Navarro Pedro J, Fernández Carlos, Borraz Raúl, Alonso Diego
División de Sistemas en Ingeniería Electrónica (DSIE), Universidad Politécnica de Cartagena, Campus Muralla del Mar, s/n, Cartagena 30202, Spain.
Sensors (Basel). 2016 Dec 23;17(1):18. doi: 10.3390/s17010018.
This article describes an automated sensor-based system to detect pedestrians in an autonomous vehicle application. Although the vehicle is equipped with a broad set of sensors, the article focuses on the processing of the information generated by a Velodyne HDL-64E LIDAR sensor.

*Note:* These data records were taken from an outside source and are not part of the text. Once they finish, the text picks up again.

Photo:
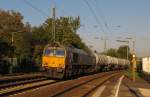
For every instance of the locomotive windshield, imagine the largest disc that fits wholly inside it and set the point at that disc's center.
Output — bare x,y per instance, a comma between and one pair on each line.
54,52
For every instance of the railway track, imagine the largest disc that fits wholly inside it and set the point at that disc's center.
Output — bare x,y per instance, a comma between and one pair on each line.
85,88
21,77
31,84
79,87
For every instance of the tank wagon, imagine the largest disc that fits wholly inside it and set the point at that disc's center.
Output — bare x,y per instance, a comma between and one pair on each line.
65,62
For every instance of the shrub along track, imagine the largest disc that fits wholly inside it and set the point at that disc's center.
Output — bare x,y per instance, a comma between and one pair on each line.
13,84
79,87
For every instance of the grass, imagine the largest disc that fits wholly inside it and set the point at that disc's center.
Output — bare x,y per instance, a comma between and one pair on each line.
128,73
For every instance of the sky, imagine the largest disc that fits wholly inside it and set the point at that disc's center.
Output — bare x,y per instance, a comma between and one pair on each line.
112,19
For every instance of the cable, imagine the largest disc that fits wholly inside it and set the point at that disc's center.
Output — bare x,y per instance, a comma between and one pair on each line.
102,17
94,14
35,8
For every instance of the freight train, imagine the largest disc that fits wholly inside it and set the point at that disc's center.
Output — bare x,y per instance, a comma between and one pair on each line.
66,62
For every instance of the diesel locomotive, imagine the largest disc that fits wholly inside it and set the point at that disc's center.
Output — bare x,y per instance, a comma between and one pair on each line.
65,62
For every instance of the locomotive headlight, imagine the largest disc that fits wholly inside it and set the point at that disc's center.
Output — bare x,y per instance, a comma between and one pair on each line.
60,70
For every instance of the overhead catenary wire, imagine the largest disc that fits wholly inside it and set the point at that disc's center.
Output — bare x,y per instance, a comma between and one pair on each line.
102,17
94,14
35,8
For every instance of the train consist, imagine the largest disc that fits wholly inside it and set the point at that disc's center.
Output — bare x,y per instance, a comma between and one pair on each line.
65,62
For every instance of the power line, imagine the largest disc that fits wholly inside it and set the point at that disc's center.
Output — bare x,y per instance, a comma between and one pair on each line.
102,17
94,14
35,8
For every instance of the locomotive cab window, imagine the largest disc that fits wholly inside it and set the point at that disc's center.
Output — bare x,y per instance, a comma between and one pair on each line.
49,52
54,52
75,57
60,52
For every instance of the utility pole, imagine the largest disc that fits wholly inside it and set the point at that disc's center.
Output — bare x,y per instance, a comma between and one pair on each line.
53,22
127,47
105,43
133,62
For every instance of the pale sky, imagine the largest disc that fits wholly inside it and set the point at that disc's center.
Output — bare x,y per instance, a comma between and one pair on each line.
116,19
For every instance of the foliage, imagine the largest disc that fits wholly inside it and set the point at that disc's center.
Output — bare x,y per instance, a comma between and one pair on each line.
26,43
121,52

The cloud of points generated by the sensor (more than 1 million points per revolution) is processed to detect pedestrians, by selecting cubic shapes and applying machine vision and machine learning algorithms to the XY, XZ, and YZ projections of the points contained in the cube. The work relates an exhaustive analysis of the performance of three different machine learning algorithms: k-Nearest Neighbours (kNN), Naïve Bayes classifier (NBC), and Support Vector Machine (SVM). These algorithms have been trained with 1931 samples. The final performance of the method, measured a real traffic scenery, which contained 16 pedestrians and 469 samples of non-pedestrians, shows sensitivity (81.2%), accuracy (96.2%) and specificity (96.8%).
本文介绍了一种基于传感器的自动化系统,用于在自动驾驶车辆应用中检测行人。尽管车辆配备了一系列广泛的传感器,但本文重点关注由Velodyne HDL - 64E激光雷达传感器生成的信息处理。通过选择立方体形状,并对立方体中包含的点在XY、XZ和YZ平面的投影应用机器视觉和机器学习算法,对传感器生成的点云(每旋转超过100万个点)进行处理以检测行人。这项工作对三种不同的机器学习算法进行了详尽的性能分析:k近邻算法(kNN)、朴素贝叶斯分类器(NBC)和支持向量机(SVM)。这些算法已使用1931个样本进行训练。该方法在包含16名行人及469个非行人样本的真实交通场景中进行测量的最终性能显示,其灵敏度为81.2%,准确率为96.2%,特异性为96.8%。